Increasing the biennial registration fees for attorneys will also place an unfair burden on those who are new to the profession, work as sole practitioners or in small firms, or work for government or non-profit organizations. Many of our members work in governmental offices, for legal services organizations, or in other public service positions and those in private practice often work alone or in small firms. Nonetheless, many of our members devote their spare time as volunteers spending extraordinary hours providing pro bono or discounted services to represent the working poor and indigent in local legal clinics at law schools and in the New York State Unified Court System. Accordingly, subjecting lawyers to a substantial increase in attorney registration fees places substantial financial burdens on these attorneys, who almost always earn far less annually than those in other professions. Moreover, attorneys in public service cannot deduct any portion of their licensing fees as a business expense on their taxes.
Many of our members are the very people who are performing the services needed by the indigent, and the costs of performing these services are frequently far below the actual compensation for doing this work. It is unconscionable to expect these individuals to help underwrite through their attorney registration fees the very services to the poor that they are being called upon to provide. We also understand that $60 of the $375 that each attorney pays to register is provided to the New York State Lawyers Fund for Client Protection and that the New York State IOLA Fund already provides funding for legal services to the poor.

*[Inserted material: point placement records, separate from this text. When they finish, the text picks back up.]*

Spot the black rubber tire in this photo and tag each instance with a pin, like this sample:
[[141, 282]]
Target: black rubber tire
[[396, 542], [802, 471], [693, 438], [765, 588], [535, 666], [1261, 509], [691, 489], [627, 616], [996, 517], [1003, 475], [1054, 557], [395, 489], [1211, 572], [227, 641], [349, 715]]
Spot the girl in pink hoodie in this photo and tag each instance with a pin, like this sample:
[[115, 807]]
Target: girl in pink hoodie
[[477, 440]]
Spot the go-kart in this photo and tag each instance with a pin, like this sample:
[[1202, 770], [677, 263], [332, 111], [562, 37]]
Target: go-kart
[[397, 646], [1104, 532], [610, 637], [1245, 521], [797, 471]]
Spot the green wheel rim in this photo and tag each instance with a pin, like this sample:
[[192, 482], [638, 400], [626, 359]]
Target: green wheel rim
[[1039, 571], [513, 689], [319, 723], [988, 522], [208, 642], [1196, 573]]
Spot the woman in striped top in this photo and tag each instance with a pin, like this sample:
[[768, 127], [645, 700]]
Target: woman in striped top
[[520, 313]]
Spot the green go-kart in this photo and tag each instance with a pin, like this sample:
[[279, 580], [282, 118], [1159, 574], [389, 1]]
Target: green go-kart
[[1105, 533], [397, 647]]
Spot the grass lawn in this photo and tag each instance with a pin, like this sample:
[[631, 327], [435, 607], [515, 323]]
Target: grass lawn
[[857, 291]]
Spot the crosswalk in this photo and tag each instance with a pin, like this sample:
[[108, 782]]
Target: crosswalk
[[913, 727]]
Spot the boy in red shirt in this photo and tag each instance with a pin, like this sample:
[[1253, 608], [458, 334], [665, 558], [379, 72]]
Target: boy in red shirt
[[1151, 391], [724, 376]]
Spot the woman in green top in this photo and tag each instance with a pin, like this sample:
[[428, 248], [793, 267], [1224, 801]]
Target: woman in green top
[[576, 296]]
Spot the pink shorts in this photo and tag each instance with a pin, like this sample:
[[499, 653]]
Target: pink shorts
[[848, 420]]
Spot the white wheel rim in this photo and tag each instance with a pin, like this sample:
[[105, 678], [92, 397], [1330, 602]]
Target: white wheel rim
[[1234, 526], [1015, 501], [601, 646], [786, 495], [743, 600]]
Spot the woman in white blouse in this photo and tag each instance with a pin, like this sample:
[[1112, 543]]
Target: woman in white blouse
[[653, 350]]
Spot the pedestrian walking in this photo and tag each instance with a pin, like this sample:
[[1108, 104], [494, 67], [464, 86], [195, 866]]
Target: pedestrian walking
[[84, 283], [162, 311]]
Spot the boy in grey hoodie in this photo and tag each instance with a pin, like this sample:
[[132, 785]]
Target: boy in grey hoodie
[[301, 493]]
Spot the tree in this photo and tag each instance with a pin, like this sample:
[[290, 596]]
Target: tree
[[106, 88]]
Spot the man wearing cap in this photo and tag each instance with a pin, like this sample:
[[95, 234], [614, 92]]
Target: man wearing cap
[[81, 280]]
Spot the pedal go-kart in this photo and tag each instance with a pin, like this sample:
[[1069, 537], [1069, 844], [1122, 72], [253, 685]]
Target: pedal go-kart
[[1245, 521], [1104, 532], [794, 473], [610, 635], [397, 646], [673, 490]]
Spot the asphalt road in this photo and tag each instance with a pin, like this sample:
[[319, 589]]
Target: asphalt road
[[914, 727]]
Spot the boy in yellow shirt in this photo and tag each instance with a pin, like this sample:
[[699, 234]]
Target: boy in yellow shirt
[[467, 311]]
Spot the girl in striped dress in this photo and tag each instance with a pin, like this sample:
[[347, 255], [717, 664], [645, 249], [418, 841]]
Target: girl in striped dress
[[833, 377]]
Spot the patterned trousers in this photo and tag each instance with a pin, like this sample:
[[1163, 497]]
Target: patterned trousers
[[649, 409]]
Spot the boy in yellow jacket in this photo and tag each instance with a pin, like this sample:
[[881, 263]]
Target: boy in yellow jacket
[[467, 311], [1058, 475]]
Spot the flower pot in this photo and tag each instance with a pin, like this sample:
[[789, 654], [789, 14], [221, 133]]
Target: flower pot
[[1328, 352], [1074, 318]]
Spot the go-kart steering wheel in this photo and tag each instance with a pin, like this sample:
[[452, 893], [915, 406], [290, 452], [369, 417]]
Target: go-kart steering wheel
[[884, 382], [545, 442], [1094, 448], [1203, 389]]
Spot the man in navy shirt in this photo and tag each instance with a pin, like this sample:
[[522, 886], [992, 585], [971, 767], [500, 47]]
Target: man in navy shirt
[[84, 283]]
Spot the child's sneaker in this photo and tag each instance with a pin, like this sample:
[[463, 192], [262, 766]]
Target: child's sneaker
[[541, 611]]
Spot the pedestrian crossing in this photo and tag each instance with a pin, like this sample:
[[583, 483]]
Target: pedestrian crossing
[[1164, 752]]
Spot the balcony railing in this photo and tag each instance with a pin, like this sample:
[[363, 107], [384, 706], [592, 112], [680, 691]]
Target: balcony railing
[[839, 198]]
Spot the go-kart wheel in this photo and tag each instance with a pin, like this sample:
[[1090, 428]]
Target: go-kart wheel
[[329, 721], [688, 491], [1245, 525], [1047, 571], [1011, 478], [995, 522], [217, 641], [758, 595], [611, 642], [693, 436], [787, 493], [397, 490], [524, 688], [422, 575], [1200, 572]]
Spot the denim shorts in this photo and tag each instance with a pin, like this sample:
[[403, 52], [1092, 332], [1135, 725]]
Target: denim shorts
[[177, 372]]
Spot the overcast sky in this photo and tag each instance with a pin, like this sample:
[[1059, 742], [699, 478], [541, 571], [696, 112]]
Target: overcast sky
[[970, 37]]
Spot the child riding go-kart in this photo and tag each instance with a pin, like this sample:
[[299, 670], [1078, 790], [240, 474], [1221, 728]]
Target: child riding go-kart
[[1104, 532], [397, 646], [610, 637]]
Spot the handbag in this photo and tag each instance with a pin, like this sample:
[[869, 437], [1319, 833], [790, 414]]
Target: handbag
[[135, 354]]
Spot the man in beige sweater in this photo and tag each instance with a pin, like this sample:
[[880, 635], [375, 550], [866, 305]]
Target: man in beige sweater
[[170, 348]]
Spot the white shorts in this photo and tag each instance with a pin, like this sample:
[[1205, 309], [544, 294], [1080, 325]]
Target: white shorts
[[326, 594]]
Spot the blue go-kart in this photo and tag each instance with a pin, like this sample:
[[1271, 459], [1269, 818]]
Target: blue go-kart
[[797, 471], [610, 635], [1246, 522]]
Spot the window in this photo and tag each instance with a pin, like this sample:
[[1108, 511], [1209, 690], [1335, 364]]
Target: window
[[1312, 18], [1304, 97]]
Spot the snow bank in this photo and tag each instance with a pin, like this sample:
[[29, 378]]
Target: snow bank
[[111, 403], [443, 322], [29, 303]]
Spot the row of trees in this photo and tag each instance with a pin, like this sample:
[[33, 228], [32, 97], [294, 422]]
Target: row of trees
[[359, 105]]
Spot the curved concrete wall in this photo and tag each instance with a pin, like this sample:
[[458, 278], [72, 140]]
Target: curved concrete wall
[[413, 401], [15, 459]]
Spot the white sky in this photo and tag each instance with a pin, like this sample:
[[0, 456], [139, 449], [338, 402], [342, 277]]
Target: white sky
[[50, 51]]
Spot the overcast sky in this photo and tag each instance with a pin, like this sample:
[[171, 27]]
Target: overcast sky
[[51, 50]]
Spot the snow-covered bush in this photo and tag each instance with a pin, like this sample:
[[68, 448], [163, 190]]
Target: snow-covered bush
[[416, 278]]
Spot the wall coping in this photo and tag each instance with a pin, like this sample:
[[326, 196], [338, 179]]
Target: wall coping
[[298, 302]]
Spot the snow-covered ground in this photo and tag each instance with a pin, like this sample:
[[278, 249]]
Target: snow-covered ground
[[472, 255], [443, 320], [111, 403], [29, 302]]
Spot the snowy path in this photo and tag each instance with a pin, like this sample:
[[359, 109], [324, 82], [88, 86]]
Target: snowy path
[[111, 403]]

We reject this latest fee increase. We must stress that funding the state’s societal and constitutional obligations by levying a surcharge on the legal profession is inherently unfair. Thus, we submit this letter in opposition to urge the Governor as well as the Legislature to find other means to finance its obligations instead of subjecting New York lawyers to this exorbitant surcharge. Simply stated, this increase is inherently unfair to lawyers, regardless of the good intentions of such increase.
Accordingly, the Women’s Bar Association of the State of New York respectfully opposes the proposed increase of the Biennial Attorney Registration Fee.